Маша конечно вещи собирать не стала. Вышла к мужу, увела его в какой-то тихий закуток и долго, чуть не со слезами на глазах убеждала его успокоиться. Он не хотел ее слышать, твердил свое. В конце концов, Маша разрыдалась. Только это подействовало на Женю отрезвляюще. Он успокоился и понял, что эту женщину ему не сломить ничем.

Он сломался сам. Сломался и смирился. Только ему стало обидно, что у Маши есть что-то дороже, чем он. Поэтому он стал относиться к будущему своему ребенку с ревностью и неприязнью.

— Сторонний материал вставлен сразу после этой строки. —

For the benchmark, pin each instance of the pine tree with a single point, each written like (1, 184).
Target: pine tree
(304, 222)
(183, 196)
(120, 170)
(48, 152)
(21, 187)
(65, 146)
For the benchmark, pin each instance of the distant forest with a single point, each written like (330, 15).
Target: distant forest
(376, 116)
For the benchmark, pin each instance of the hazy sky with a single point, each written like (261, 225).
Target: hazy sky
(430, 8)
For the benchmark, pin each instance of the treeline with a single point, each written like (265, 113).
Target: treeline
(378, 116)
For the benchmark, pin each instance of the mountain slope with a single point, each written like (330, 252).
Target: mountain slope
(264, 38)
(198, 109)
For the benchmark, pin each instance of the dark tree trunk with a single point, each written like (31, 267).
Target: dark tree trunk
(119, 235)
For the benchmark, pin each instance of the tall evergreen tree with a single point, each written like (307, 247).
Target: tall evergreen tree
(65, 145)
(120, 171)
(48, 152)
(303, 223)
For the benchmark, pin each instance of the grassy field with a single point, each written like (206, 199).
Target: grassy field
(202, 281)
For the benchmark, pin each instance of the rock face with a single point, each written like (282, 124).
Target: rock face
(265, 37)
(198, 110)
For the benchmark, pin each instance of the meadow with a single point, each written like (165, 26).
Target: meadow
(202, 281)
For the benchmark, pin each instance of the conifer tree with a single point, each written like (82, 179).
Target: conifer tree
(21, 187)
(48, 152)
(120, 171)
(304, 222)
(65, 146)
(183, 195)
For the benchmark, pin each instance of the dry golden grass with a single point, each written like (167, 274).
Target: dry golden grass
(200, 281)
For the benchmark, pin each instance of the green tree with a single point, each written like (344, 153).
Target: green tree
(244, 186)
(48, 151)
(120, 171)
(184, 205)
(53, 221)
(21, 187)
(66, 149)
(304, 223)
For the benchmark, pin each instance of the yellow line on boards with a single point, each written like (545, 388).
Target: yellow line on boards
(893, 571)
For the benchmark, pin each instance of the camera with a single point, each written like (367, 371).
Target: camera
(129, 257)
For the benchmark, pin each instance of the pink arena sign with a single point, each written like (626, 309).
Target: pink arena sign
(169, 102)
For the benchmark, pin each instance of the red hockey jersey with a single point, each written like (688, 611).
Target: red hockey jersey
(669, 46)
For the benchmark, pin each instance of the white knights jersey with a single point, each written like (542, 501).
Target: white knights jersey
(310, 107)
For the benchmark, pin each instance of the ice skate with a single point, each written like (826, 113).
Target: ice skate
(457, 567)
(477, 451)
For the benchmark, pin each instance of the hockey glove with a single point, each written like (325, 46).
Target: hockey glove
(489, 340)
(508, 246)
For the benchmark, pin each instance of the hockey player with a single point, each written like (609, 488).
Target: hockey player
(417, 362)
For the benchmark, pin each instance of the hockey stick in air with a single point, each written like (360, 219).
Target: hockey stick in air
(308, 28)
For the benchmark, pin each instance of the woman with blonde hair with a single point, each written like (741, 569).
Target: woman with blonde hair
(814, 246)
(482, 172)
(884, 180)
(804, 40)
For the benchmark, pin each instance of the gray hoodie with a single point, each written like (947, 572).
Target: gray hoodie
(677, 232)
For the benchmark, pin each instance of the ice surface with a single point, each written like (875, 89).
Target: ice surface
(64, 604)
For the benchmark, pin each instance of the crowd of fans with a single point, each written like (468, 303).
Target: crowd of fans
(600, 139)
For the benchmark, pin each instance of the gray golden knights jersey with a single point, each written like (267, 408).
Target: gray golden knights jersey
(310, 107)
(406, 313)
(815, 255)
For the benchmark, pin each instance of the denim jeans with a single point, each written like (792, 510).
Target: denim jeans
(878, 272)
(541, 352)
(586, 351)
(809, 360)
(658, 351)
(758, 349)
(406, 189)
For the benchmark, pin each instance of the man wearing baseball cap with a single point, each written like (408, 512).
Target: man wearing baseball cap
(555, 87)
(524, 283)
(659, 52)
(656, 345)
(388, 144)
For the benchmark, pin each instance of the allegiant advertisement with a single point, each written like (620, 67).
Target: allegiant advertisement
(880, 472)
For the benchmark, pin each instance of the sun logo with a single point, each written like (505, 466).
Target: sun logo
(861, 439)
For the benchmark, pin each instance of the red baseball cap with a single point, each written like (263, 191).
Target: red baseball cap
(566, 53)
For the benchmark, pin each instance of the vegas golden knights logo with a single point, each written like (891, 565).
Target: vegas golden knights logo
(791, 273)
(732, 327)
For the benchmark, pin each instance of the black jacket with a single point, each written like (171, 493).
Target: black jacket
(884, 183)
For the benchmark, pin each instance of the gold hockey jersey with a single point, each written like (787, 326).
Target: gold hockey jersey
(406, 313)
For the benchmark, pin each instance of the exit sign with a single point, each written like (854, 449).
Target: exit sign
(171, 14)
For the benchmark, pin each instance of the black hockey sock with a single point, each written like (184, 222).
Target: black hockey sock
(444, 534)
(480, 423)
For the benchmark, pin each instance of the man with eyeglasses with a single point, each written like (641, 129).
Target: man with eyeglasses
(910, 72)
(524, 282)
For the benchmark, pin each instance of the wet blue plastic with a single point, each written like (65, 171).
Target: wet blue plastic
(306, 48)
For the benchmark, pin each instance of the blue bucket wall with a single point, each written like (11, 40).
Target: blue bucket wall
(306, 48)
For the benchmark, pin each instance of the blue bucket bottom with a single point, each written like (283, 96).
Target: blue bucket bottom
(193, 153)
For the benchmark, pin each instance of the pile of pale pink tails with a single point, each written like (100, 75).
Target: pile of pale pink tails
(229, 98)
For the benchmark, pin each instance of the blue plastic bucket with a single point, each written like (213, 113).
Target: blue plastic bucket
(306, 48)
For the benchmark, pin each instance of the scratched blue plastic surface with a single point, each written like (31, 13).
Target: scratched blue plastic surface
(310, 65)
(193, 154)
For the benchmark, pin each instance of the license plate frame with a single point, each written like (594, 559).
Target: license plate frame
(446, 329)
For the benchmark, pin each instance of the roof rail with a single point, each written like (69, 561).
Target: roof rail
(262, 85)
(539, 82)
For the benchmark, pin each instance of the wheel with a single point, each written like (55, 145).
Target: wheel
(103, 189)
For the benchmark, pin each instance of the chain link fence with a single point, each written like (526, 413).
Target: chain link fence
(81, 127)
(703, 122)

Теперь он должен был скрывать перед женой свои истинные чувства, потому что очень любил ее. Теперь, когда она лежит в больнице во второй раз, он ведет себя совсем по-другому. Те ошибки, которые он совершал в прошлый раз, он старается не повторять. Даже научился сдерживать себя, когда ему делали замечания. Теперь они с Машей просто меняли место и находили другое, чтобы побыть вместе. А вместе они сидели по несколько часов. Так всем примелькались, что на них некоторые обитатели больницы уже перестали обращать внимания, другие все же не могли смириться с тем, что эти молодые люди продолжают нарушать правила и нападали при первой возможности. А возможностей было много. Женя почему-то всегда приходил в неположенное время и встречался с женой в неположенном месте. Только теперь молодожены старались не обращать внимания на своих гонителей, вот и теперь, когда одна бабка, поднимаясь по лестнице с ведром, подняла визг, они просто спустились на этаж ниже. Крик ее еще доносился до них, но они его не слушали, потому что не могли наговориться друг с другом. Так у них было всегда. Каждый день они встречались так, словно не виделись неделю.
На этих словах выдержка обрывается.